Following Amazon’s multiproduct Alexa hardware rollout, the Amazon Alexa Fund invested in Plant Prefab, a Rialto, California-based prefabricated home startup, according to Curbed.
Backing a prefabricated housing firm, especially a company focused on smart home tech and particularly on Alexa, is a strategic move that could bode well for home buyers as well as for the voice assistant-driven Amazon group. Plant Prefab also has a record of using sustainable building practices and materials.
The Alexa Fund is a $100 million Amazon venture capital division that invests in voice technology innovation. Earlier this year, for example, the fund invested in smart home thermostat maker Ecobee. As was the case with Ecobee, the Alexa Fund didn’t invest on its own, but in a funding round with other investors.
“Voice has emerged as a delightful technology in the home, and there are now more than 20,000 Alexa-compatible smart home devices from 3,500 different brands,” Paul Bernard, Alexa Fund’s director, said in a news release.
“Plant Prefab is a leader in home design and an emerging, innovative player in home manufacturing,” Bernard continued. “We’re thrilled to support them as they make sustainable, connected homes more accessible to customers and developers.”

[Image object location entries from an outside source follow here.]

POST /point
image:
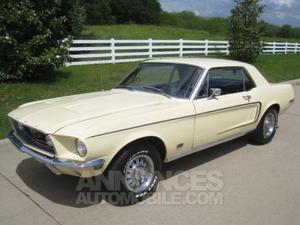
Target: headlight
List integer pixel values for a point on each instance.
(20, 126)
(81, 148)
(49, 142)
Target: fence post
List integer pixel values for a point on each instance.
(180, 47)
(150, 48)
(227, 48)
(206, 47)
(285, 48)
(113, 51)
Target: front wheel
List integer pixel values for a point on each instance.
(137, 173)
(266, 128)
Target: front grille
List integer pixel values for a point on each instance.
(32, 137)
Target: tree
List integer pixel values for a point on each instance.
(35, 34)
(136, 11)
(244, 30)
(285, 31)
(99, 12)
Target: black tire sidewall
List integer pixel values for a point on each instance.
(119, 165)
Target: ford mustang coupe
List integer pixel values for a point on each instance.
(163, 110)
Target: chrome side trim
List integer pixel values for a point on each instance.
(205, 147)
(98, 163)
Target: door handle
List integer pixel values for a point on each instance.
(247, 97)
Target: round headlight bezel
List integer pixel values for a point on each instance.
(81, 148)
(49, 141)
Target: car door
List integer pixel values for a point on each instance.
(228, 115)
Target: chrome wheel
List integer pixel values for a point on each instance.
(139, 173)
(269, 125)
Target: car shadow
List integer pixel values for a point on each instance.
(63, 189)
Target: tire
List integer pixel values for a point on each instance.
(266, 128)
(138, 162)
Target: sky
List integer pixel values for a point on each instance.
(277, 12)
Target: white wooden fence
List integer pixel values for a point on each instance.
(84, 52)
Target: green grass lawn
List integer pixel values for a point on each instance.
(146, 31)
(80, 79)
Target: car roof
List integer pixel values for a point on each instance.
(201, 62)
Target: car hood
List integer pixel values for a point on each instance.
(52, 115)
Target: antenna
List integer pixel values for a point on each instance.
(101, 75)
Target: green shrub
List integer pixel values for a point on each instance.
(35, 34)
(245, 31)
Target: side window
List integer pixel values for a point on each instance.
(248, 81)
(230, 80)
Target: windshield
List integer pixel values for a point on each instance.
(176, 80)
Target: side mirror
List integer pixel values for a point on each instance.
(214, 92)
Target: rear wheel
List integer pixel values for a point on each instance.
(266, 128)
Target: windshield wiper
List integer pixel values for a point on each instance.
(125, 87)
(157, 90)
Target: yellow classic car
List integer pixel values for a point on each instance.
(163, 110)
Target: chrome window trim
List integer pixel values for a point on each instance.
(205, 74)
(169, 63)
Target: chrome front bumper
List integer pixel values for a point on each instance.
(95, 164)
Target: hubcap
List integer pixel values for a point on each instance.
(269, 125)
(139, 173)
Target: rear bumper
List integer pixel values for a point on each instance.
(93, 164)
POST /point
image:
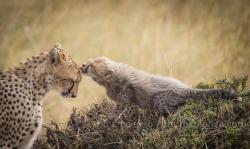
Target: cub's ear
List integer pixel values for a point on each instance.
(54, 56)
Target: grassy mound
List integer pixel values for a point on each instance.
(198, 124)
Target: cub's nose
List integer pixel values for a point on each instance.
(83, 68)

Prefabricated homes, sometimes called modular homes, have notable quality control advantages over “stick-built” homes constructed on-site. Shipments of wood, drywall, and insulation, for example, aren’t left sitting in open lots exposed to the elements for days or even weeks at a time waiting for the weather to clear so locally contracted crews to use them to build a house.
Major sections of prefab homes are built in climate-protected, often climate-controlled, facilities using consistent materials suppliers and permanent labor forces. Once all the parts and pieces for a new home are ready, they are shipped or trucked to a building site where factory crews assemble the components on a prepared foundation. Finished prefab home construction onsite typically takes only a few days compared to months for conventional construction.

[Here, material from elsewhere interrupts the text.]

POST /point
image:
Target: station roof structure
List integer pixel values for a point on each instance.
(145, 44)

The Alexa Fund’s backing for Plant Prefab could point the way for other manufactured home companies to embrace smart home technology. Even with the wide implementation of wireless connectivity, smart home configuration takes planning for anything more than one or two components.

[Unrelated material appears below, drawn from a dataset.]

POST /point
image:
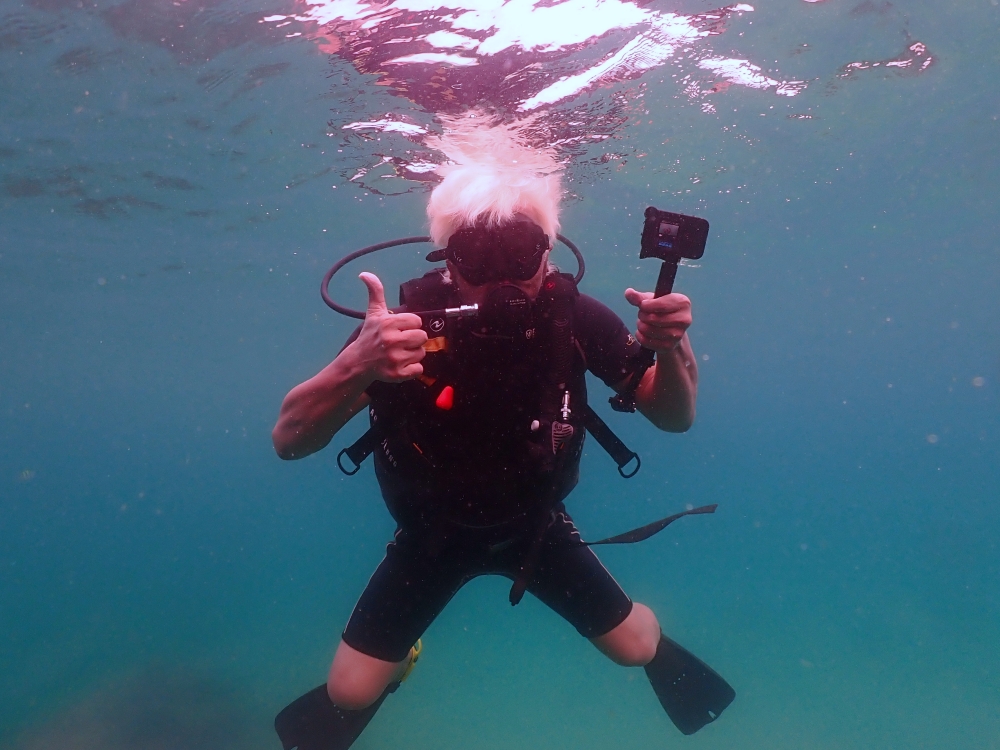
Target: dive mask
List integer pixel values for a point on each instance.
(510, 252)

Prefab homes with strategically located power outlets, integrated network wiring, and appropriate cabinetry, for example, could make it relatively easy for homeowners to configure and update smart home components, especially compared to retrofitting existing homes. Until such tech considerations are standard throughout the residential construction industry, however, prefab building ventures are arguably better prepared to incorporate smart home-friendly in-home infrastructure into their plans than conventional builders.